Applied’s plan, running slightly ahead of Muller’s timetable, is to start offering customer sampling on a TSMC-produced v8 device in the second half of next year. Meanwhile, the Barcelona Supercomputing Center is also part of the push to take ARM into the high-performance market, in conjunction with Nvidia. It showed a hybrid system, Mont-Blanc, which combines ARM-based Nvidia Tegra CPU chips with GPUs based on Nvidia’s Cuda technology, at a supercomputing conference in Seattle this November. The objective of this work, much like Applied’s, places great emphasis on energy savings.
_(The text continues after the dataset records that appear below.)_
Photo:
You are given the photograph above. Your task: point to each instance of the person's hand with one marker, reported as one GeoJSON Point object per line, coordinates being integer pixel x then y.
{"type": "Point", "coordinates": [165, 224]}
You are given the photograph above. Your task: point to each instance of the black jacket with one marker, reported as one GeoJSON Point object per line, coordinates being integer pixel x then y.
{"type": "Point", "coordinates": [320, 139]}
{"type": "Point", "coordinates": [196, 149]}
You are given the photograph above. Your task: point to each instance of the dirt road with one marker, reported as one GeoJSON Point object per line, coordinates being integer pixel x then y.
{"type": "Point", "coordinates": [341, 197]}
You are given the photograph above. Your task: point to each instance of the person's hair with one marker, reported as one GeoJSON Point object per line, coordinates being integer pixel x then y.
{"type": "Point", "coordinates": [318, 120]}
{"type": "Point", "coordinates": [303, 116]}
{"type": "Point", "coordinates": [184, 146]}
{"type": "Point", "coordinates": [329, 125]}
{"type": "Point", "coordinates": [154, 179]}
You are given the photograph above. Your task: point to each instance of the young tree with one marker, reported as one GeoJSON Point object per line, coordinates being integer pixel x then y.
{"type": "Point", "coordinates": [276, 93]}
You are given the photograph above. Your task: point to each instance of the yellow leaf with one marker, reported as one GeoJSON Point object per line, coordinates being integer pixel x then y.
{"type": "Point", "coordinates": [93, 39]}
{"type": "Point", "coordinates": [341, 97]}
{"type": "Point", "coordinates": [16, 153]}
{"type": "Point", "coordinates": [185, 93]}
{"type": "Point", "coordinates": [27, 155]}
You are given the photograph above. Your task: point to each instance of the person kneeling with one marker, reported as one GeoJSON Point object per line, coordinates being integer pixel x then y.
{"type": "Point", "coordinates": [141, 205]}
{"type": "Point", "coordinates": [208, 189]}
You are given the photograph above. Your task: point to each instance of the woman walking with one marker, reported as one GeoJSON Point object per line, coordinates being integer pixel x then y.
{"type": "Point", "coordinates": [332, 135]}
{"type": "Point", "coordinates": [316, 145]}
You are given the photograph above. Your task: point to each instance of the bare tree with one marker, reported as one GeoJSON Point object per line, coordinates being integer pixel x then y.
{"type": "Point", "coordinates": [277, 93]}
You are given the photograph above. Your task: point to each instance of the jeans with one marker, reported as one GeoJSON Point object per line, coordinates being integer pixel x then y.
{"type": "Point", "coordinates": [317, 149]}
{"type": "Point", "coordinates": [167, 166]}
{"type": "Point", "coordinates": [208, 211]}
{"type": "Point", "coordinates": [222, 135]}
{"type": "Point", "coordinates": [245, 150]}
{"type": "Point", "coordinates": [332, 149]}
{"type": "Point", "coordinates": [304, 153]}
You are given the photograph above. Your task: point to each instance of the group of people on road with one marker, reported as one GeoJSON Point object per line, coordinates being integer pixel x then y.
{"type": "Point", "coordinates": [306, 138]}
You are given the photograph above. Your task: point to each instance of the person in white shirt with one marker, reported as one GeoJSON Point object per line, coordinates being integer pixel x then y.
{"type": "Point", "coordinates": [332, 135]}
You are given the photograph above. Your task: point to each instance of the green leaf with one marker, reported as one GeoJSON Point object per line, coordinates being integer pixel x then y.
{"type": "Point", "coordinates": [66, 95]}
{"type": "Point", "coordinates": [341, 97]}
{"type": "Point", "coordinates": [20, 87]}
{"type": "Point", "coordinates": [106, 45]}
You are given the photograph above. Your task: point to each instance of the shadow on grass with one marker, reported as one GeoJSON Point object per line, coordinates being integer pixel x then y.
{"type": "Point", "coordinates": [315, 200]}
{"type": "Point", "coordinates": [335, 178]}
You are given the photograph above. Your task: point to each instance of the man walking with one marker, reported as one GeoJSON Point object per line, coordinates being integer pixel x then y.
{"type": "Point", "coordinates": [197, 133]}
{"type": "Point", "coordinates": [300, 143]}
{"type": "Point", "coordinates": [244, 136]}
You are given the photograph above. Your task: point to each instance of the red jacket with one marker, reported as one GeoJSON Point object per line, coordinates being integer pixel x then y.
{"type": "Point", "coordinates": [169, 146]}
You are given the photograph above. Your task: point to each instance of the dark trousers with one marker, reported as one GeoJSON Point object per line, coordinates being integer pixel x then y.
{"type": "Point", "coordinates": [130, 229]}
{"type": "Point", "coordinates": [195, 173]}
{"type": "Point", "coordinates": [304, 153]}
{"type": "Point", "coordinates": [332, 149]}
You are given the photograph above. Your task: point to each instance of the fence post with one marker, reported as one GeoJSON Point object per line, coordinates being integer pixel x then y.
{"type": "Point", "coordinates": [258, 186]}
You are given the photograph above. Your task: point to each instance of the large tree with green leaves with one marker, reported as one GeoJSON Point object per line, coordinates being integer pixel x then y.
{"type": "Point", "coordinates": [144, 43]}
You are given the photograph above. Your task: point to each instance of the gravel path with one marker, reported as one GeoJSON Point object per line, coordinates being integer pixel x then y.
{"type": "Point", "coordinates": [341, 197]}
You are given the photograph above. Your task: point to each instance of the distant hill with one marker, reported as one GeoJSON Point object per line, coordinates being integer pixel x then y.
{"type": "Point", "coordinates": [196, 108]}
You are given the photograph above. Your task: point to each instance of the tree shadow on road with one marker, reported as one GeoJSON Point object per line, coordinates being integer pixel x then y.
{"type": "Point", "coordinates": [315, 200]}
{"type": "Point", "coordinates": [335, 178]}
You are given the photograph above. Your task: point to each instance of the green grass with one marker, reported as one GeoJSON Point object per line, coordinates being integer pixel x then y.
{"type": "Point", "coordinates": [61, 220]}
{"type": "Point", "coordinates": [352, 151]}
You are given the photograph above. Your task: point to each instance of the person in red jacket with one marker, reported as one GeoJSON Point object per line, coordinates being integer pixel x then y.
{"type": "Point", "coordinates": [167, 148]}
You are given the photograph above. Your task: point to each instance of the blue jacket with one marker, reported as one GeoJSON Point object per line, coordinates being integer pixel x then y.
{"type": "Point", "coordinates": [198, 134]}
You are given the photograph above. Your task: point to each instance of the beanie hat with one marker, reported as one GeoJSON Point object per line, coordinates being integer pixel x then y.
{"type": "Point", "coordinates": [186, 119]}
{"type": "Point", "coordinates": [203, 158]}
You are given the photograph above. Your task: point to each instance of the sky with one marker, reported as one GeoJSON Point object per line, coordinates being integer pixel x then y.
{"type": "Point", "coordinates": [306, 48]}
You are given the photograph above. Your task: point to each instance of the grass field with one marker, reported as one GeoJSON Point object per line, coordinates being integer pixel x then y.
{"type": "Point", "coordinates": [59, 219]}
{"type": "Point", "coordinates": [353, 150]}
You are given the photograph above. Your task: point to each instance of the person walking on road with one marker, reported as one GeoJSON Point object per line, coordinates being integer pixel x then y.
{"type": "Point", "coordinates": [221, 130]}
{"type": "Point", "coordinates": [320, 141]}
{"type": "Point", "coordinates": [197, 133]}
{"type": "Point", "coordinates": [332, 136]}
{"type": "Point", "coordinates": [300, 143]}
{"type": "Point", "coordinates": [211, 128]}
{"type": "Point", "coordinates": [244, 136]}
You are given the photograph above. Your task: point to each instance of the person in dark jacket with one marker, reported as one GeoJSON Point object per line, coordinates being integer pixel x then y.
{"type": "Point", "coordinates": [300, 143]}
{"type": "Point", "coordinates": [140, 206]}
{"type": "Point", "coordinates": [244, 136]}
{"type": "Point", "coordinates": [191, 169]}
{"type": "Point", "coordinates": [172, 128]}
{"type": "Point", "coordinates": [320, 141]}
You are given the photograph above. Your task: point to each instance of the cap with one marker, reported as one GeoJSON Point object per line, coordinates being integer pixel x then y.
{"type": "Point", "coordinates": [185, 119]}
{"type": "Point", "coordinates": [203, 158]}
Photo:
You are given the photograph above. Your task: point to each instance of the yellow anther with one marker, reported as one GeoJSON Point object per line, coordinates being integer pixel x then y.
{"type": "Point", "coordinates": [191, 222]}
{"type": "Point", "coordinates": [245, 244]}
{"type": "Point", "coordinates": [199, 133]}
“In most current systems, CPUs alone consume the lion’s share of the energy, often 40 percent or more,” said Alex Ramirez, leader of the Mont-Blanc Project. “By comparison, the Mont-Blanc architecture will rely on energy-efficient compute accelerators and ARM processors used in embedded and mobile devices to achieve a four-to-10-times increase in energy-efficiency by 2014.”
Mont-Blanc’s use of the existing v7 architecture makes it more of a pathfinder than a product, but it remains very much a declaration of intent.
The battle ahead
However, one must note that ARM is not alone in pursuing low-power options for the high-performance market. It is, excuse the pun, a hot button issue throughout the server and enterprise business.
“Collectively, data centers around the world consume nearly 1.5 percent of total electricity production and almost $44.5B a year is spent on powering the servers in these data centers,” said Linley Gwennap, principal analyst from Linley Group. “Looking at the growth projections for data center usage and the future of power generation growth, this trajectory is unsustainable. A new paradigm for developing data centers based on energy efficiency will certainly help make data centers scale realistically with future demand growth.”
For example, in its Redstone low-energy server design project, HP plans to use and evaluate both ARM-based and Intel x86-based chips. AMD, which has had a tough time in servers of late, has put low-power on the agenda as part of its recent restructuring, unveiling its Opteron 3000 for the micro-server market as well as promising enhancements to its mainstream devices.
ARM’s other challenge will be getting silicon vendors to adopt the new architecture. It has had success in wooing players in the microcontroller market already. And it is the go-to brand for low power. But x86 is powerful here and the challenge in general computing is arguably greater than “evolving up” from mobile phones, particularly since while ARM-based 64bit-based PCs can be expected, the company essentially wants to leapfrog that heavily commoditized market.
Hence the focus on making the unveiling an architectural rather than product announcement, notwithstanding the innovative play from Applied Micro. Server players will want everything in place before they jump—ARM, though, has an existing infrastructure that can deliver the necessary components.